In the present study, we visualize the movement of single molecules of two processive glycoside hydrolase (GH) family 18 chitinases (ChiA and ChiB) from the Enterobacteria Serratia marcescens on crystalline β-chitin isolated from tubeworm Lamellibrachia satsuma, using high-speed atomic force microscopy (HS-AFM). Since the molecular chains of chitin are packed with parallel orientation in the crystal7, the processive movement of the enzyme molecules can be directly visualized using the procedure described in our previous reports on HS-AFM studies of processive cellulases from the cellulolytic ascomycete Trichoderma reesei8,9,10. There was an advantage of using chitinases rather than cellulases for the present work: the chitinolytic bacterium S. marcescens11 produces only two extracellular processive chitinases, ChiA and ChiB, and these two enzymes comprise one of the best studied pairs of processive enzymes acting on cellulose/chitin12. Both enzymes carry GH family 18 catalytic modules, although ChiA carries the N-terminal chitin-binding domain (ChBD), while ChiB carries the C-terminal CBM family 5 ChBD12,13. These two enzymes have been predicted to have different directions of hydrolysis, based on transmission electron microscopic observation of the residual crystalline chitin after hydrolysis14. Using the HS-AFM technology, we have succeeded in visualizing the catalytic processive movements of ChiA and ChiB, and obtained the first direct evidence that the active enzymes move in opposite directions on crystalline chitin.
Results
HS-AFM observations of S. marcescens ChiA
A suspension of β-chitin purified from L. satsuma (Fig. 1a,b) was dropped on a highly oriented pyrolytic graphite (HOPG) disc and subjected to HS-AFM as illustrated schematically in Fig. 1c.
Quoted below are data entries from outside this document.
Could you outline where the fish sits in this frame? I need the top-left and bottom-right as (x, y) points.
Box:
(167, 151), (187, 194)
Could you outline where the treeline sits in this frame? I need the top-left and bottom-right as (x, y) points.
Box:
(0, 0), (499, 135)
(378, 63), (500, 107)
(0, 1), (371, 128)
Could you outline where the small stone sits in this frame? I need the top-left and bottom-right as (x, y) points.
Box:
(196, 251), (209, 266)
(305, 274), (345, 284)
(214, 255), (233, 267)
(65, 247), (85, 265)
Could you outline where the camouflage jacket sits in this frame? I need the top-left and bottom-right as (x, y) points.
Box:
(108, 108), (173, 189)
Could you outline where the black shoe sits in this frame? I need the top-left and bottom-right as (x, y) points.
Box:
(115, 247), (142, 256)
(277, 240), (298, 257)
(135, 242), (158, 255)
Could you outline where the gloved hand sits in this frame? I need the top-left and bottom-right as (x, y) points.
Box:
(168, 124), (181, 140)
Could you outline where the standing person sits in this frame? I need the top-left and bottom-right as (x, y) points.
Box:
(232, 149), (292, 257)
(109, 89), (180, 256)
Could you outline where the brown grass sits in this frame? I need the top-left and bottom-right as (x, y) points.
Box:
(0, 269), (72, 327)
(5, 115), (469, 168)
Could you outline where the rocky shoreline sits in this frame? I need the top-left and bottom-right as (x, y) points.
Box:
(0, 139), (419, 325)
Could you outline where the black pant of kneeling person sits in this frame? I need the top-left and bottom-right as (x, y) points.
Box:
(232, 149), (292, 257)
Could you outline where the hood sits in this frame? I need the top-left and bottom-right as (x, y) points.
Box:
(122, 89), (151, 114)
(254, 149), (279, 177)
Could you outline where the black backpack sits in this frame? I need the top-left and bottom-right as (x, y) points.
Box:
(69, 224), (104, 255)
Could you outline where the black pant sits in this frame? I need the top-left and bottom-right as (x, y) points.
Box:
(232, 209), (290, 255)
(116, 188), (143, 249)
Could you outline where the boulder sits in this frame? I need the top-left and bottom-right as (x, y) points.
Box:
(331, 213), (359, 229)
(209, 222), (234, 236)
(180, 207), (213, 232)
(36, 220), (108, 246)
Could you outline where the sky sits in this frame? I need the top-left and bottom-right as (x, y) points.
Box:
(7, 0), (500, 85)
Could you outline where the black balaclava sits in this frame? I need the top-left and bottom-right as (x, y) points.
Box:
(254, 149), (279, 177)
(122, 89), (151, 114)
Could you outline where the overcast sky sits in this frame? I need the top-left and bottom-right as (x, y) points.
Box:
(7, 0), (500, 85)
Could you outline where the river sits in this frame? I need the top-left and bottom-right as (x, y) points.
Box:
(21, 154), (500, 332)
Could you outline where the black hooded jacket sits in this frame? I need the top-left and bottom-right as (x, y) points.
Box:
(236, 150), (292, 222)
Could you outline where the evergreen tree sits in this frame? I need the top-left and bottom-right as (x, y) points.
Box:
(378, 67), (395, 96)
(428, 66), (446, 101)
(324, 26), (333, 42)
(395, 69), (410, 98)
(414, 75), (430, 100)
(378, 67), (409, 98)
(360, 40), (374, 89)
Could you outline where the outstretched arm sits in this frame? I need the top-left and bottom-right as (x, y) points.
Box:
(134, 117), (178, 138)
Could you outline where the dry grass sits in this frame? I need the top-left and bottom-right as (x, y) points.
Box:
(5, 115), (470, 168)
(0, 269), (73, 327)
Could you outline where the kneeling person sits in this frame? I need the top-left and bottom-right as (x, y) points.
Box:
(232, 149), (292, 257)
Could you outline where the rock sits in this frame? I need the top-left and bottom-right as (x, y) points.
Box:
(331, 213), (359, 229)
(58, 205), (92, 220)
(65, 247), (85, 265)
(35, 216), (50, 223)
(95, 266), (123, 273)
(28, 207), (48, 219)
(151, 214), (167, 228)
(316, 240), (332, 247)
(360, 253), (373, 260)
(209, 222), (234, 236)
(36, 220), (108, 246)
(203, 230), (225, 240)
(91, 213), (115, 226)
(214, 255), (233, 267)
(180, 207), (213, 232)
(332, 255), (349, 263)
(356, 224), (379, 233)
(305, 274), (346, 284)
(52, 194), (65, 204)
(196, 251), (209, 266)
Chitin, a polymer of GlcNAc, is packed into microcrystals that contain more than 1,000 chains, and since one hydrophobic surface of these crystals faces the HOPG disc, chitinases presumably bind to the opposing hydrophobic surface (Fig. 1c). In the HS-AFM observation, enzymes can be added during the observation period, and their real-time movement on the same microfibrils can be followed before and after the addition of another enzyme. As shown in Fig. 2a and Supplementary Movie 1, ChiA moved unidirectionally from right to left (in the images) on the surface of crystalline β-chitin. To confirm that each round bulge represents a single enzyme molecule, its size was compared with that of a simulated AFM image of ChiA created from the crystal structure of this enzyme. As shown in Fig. 2b, the size of the observed and simulated images matched well in both the x–y dimensions and height, suggesting each bulge represents a single ChiA molecule. However, since the density of enzyme molecules moving on crystalline chitin was high and thereby it was difficult to distinguish the individual molecules among the frames, we constructed a kymograph of sliced images and tracked the position of every molecule from Supplementary Movie 1 (Fig. 2c). The bright diagonal lines in the kymograph indicate movements of individual ChiA molecules on the substrate surface. In the crystalline chitin used in this study, called β-chitin, the chitin chains are packed in parallel orientation and therefore the processive enzyme molecules all move in the same direction, as indicated by the fact that the slopes are all in the same direction in the kymograph. Moreover, there is only a limited number of stopping molecules (that is, vertical lines in the kymograph), indicating that almost all molecules are moving.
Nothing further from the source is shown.